To further test this and to confirm DNS resolution was indeed unreliable, a colleague did some performance testing using DNSBench and indeed, especially when running several benchmark runs in a row, the problem was reproducible.
In the picture the first result is from the failing server, which was using CloudFlare (1.1.1.1 / 1.0.0.1) as forwarder. The second results are from another DNS server which was using Azure DNS as forwarder (which goes directly and does not use the NVA Cluster). The exact result varied a bit. Sometimes it would not connect at all, sometimes it would behave almost normal, especially the first 1-3 runs of the benchmark tool. But eventually it would start failing.

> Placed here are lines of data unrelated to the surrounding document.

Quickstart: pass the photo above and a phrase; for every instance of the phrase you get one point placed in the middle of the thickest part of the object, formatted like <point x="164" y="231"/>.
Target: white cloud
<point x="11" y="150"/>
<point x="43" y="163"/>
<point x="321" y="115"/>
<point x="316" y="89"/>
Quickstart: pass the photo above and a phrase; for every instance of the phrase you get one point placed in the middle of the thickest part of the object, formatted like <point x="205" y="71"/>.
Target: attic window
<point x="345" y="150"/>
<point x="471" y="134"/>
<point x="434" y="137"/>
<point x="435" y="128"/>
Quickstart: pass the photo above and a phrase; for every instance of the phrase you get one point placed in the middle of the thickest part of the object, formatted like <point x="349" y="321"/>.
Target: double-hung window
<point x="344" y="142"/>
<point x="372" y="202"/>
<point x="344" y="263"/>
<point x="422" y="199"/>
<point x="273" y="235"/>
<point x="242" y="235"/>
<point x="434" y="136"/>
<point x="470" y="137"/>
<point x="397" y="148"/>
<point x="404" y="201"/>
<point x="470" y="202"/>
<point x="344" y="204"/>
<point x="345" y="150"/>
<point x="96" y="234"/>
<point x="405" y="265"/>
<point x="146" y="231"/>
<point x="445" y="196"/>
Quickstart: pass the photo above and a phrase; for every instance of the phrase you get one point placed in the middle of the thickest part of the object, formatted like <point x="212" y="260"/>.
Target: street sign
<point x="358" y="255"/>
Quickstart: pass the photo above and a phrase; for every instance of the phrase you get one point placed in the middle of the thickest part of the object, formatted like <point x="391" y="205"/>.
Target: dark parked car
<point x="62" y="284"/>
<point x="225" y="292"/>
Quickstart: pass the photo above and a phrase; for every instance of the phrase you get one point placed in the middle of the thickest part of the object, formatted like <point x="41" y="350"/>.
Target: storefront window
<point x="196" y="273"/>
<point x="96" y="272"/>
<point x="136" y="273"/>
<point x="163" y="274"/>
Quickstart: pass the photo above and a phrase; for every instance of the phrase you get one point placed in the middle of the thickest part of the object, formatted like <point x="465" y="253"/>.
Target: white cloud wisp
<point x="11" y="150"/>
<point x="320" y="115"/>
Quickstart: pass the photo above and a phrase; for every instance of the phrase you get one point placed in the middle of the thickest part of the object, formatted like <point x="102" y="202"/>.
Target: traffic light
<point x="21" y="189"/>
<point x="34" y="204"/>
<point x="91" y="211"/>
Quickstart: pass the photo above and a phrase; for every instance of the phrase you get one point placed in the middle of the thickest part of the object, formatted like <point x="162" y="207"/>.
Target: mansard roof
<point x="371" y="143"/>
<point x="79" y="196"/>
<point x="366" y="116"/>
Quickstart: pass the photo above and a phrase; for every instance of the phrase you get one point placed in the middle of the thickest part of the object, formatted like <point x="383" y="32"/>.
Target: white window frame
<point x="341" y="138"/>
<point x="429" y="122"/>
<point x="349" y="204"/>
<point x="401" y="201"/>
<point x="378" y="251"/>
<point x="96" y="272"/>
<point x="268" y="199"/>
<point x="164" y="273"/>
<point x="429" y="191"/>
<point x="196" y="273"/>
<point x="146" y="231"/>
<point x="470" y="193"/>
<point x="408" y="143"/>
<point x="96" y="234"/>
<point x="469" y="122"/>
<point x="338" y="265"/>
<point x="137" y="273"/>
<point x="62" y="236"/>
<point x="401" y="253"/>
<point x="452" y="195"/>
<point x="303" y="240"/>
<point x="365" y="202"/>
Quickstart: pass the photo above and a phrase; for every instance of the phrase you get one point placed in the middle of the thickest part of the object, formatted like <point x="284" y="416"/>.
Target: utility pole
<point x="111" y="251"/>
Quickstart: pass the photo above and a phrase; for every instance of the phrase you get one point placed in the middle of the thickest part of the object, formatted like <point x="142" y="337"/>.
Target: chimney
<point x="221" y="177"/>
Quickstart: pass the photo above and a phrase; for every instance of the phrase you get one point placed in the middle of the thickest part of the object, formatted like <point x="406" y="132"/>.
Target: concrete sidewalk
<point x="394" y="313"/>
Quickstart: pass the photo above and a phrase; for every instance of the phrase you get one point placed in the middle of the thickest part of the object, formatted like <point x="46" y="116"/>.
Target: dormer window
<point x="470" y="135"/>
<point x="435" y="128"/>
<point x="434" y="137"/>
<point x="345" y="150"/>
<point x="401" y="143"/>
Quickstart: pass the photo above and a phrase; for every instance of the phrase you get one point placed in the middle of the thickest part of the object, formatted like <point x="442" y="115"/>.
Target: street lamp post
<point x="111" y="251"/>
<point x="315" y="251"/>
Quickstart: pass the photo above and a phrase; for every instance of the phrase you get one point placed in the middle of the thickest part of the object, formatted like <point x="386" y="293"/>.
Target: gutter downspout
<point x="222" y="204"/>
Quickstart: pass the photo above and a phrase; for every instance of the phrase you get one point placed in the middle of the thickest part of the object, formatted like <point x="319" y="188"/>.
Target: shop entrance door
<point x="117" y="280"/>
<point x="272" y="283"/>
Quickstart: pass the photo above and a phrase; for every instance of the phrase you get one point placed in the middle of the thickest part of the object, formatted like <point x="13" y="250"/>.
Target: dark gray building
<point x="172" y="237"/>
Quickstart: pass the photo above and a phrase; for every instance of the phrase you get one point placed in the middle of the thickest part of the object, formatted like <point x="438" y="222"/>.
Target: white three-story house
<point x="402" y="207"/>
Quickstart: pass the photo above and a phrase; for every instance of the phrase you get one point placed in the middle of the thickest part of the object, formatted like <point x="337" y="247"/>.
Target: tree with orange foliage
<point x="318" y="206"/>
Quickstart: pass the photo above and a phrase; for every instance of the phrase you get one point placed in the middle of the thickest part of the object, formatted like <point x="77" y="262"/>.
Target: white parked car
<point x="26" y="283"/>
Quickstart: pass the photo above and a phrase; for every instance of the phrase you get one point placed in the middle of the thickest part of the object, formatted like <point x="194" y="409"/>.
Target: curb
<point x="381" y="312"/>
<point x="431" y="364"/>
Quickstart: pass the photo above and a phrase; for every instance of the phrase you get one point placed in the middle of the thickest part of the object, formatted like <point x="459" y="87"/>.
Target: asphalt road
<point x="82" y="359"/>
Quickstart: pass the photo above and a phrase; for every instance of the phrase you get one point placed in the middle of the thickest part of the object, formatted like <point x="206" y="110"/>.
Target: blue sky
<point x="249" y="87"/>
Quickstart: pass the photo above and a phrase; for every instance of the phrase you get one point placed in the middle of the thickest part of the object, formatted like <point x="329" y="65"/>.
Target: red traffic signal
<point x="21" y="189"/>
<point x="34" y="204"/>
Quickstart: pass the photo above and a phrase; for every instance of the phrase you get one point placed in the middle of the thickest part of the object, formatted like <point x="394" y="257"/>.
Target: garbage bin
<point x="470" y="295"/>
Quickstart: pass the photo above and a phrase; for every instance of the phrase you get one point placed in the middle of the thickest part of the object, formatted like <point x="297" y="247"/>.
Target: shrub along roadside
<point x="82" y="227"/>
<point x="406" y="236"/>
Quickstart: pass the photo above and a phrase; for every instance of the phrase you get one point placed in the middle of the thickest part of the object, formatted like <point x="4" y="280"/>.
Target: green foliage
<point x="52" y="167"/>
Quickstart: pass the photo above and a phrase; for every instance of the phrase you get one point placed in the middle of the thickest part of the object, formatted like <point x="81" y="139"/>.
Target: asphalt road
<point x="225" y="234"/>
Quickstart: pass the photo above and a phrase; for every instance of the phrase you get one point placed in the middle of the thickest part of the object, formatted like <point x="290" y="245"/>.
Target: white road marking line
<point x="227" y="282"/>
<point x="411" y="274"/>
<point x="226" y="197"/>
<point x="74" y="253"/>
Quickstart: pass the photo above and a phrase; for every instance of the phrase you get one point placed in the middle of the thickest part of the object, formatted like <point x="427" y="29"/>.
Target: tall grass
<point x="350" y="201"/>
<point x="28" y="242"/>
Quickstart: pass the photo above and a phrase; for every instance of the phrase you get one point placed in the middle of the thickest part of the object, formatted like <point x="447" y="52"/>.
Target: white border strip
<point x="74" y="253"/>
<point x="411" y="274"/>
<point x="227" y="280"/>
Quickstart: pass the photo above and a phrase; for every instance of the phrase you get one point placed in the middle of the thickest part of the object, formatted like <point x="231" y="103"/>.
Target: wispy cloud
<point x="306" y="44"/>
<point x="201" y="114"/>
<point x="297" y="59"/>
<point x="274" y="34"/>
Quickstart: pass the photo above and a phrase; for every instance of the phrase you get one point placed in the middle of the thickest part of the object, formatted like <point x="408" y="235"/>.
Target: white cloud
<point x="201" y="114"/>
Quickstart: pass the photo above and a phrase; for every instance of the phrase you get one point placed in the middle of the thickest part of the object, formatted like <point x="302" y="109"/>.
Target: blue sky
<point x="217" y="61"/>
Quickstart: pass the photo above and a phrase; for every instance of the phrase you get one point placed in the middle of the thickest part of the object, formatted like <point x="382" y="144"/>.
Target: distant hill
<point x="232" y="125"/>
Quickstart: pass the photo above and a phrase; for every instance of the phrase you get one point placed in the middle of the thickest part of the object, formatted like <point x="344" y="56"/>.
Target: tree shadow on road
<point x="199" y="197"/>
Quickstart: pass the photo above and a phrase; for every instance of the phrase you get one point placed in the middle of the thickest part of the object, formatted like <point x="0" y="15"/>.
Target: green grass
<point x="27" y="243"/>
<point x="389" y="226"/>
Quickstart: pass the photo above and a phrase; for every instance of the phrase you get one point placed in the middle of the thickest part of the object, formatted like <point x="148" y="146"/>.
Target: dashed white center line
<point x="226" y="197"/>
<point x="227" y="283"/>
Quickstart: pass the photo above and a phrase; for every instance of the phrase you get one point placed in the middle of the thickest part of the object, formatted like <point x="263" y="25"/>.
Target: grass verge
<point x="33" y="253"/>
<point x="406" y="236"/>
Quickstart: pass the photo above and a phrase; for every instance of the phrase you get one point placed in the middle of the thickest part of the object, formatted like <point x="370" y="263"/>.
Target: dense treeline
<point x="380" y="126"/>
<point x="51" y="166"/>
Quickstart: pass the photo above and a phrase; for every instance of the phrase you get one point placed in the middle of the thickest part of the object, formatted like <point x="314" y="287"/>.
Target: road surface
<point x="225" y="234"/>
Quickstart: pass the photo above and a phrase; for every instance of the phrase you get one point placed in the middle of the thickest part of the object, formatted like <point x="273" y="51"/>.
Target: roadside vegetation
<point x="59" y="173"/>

Not understanding what the problem was, I created a support request with the NVA supplier. They made some suggestions for changes that could be tried, but non of it would make a difference. While observing the behaviour in the firewall I noticed that when I was really pushing the benchmark, I started seeing one sided UDP ‘connections’ (for lack of a better word, but packets gone out that the firewall did not yet get a reply on). So I started wondering if the problem may be related to the outbound connection going over the Azure Standard Load Balancer. When I configured originally there was no support for the outbound rule in the Azure portal, so this was done by PowerShell. But when I checked the portal I noticed this:
So I checked the link to see how these default number of ports were configured. And this is were I saw the problem: The default (for a 1-50 VM pool size) is 1024 ports. That’s not a lot :pensive:
Considering there will ever only be 2 VMs in this backend pool, I changed from the default to a manually configured 31944 ports (the maximum value). So far, after making this change, the problem has not been reproducible!
Looking in the metric for the load balancer, for open SNAT ports, you can also see how before the change there is a hard limit at 1024:
Lesson to be learned: When using an Azure Standard Load Balancer in combination with outbound rules, make sure to check that you configure a suitable number of SNAT ports!